Game for improving Wikipedia quality

WikiBest screenshot

Recently, a beta version of the online-game WikiBest was released. The service is a part of the research on data quality in Wikipedia. Game allows to compare the quality of data in various language versions of Wikipedia.

Despite its popularity, Wikipedia is often criticized for its poor quality. In the scientific world, there are various approaches to the automatic assessment of the articles quality in this free encyclopedia. However, a large number of problems still remain to be solved. For example, how to automatically evaluate or compare the quality of individual facts in different language versions on the same topic?

In Wikipedia, each article can have several language versions (even more than 200). On the one hand, it simplifies access to information to individual language communities. On the other hand, this can create difficulties in determining better information, because each of these versions can be created and edited independently of each other. For example, readers and editors of the English version of the article on Yekaterinburg do not need to know what is written about this city in the Russian version of Wikipedia, although it can be expected that the information may be of better quality in the that second (of course, not in all cases this rule works; )).

The WikiBest game is designed to build algorithms for automatically comparing the quality of data between individual language versions of articles based on the decisions of users (players). To build such models, machine learning and artificial intelligence techniques with additional measures will be used. It can help to choose more complete, credibile and timeliness information that could enrich other language versions of Wikipedia.

Website of the game: WikiBest.net

The first short video lecture on how WikiBest works:


Main Features

Currently, the minimum requirements for the player — the knowledge of 4 languages (Russian, Ukrainian, Polish, English) at a basic level that would allow you to compare the contents of infoboxes (in simplification — tables with data) in Wikipedia articles. The knowledge of Belarusian is also recommended — then there will be an opportunity to compare the quality in all available 5 language versions.To participate in the game you need to register. After receiving the activation code on the mail — you can start to “struggle” for quality in Wikipedia! ;)

On the screen appear infoboxes in 5 (4) language versions on the same topic — for example, it could be a city, computer game, university, company or other object. It is possible to move windows with infoboxes for convenience. For each language version it is possible to mark four options regarding the data they contained: better quality, better completeness, better credibilyty, better timeliness.

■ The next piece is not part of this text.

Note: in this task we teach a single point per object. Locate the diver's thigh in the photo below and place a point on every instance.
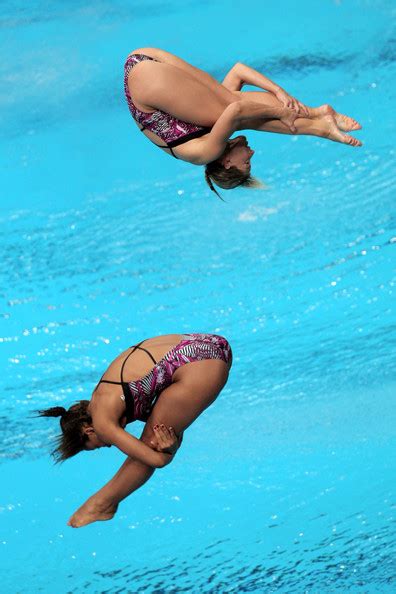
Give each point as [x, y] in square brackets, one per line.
[183, 401]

Ideally, each of the available options should be marked only once within 5 (4) languages. Those we must determine which is the best in each of the four “nominations”. However, there are exceptional cases when the best can be two language versions at once. Then the game offers the player to add a comment, with information about why he (she) thinks so.

To go to the next five (four) cards, click “Next”. And repeat according to the scheme described above.

For the work done, the players “earns” experience, which leads to higher levels.

Due to the fact that the research is carried out mainly by specialists in machine learning and data analysis, gaming service is not a strong point of this project;) It still has to learn. I will be glad to refer to useful materials in this direction. Generally speaking, the project is non-commercial. Any support is welcome)


A bit of theory

What is the quality of the data? The question is not simple, and the scientific community does not have a single definition — it all depends on the context;) To begin with, quality assessment is a subjective concept and depends on the individual, his knowledge and experience, and the demand for this information at a given time. Simply put, the quality of the data can be defined as suitability for use.

In order to evaluate the data quality, it is also necessary to take into account its various dimensions, such as, for example, completeness, timeliness, credibility.

In the WikiBest game, completeness means how widely the object is described. Those it is necessary to see what characteristics are inscribed in the infobox — whether all the basic parameters for this object are available to the reader. For example, if this is a city, one of the most important parameters can be: population, area, mayor, etc.

The timeliness is related to the difference between the entered parameters of the object and the actual state of affairs. For example, a higher relevance of population data will have an infobox where the value is showed as of 2018, compared to the infobox where the same parameter has value from 2016.

Credibility in the context of the game, shows how much information is backed up by reliable sources. Thus, the reader can check the correctness of the inscribed value of a particular parameter.


Why 5 languages?

As already mentioned above, the game is part of scientific research, in which I take a direct part. I can be sure of the basic knowledge of these languages, so I can conduct research on the data.

As for the non-binding of the Belarusian language, this is due to the size of the Belarusian edition of Wikipedia. Currently there are approx. 150 thousand articles. For comparison, the Ukrainian Wiki already contains more than 800 thousand, the Russian — almost 1.5 million (source).

The main goal of scientific research is to enrich the less developed language versions of Wikipedia. In this sense, the Belarusian edition has a great potential — there can be transferred a lot of data from other studied language versions. However, we already know that the quality of the data depends on the topic and the language version, so first we need to determine the “candidate” for “copying” (in fact, you still need to translate this data — but this is not a problem when using semantics).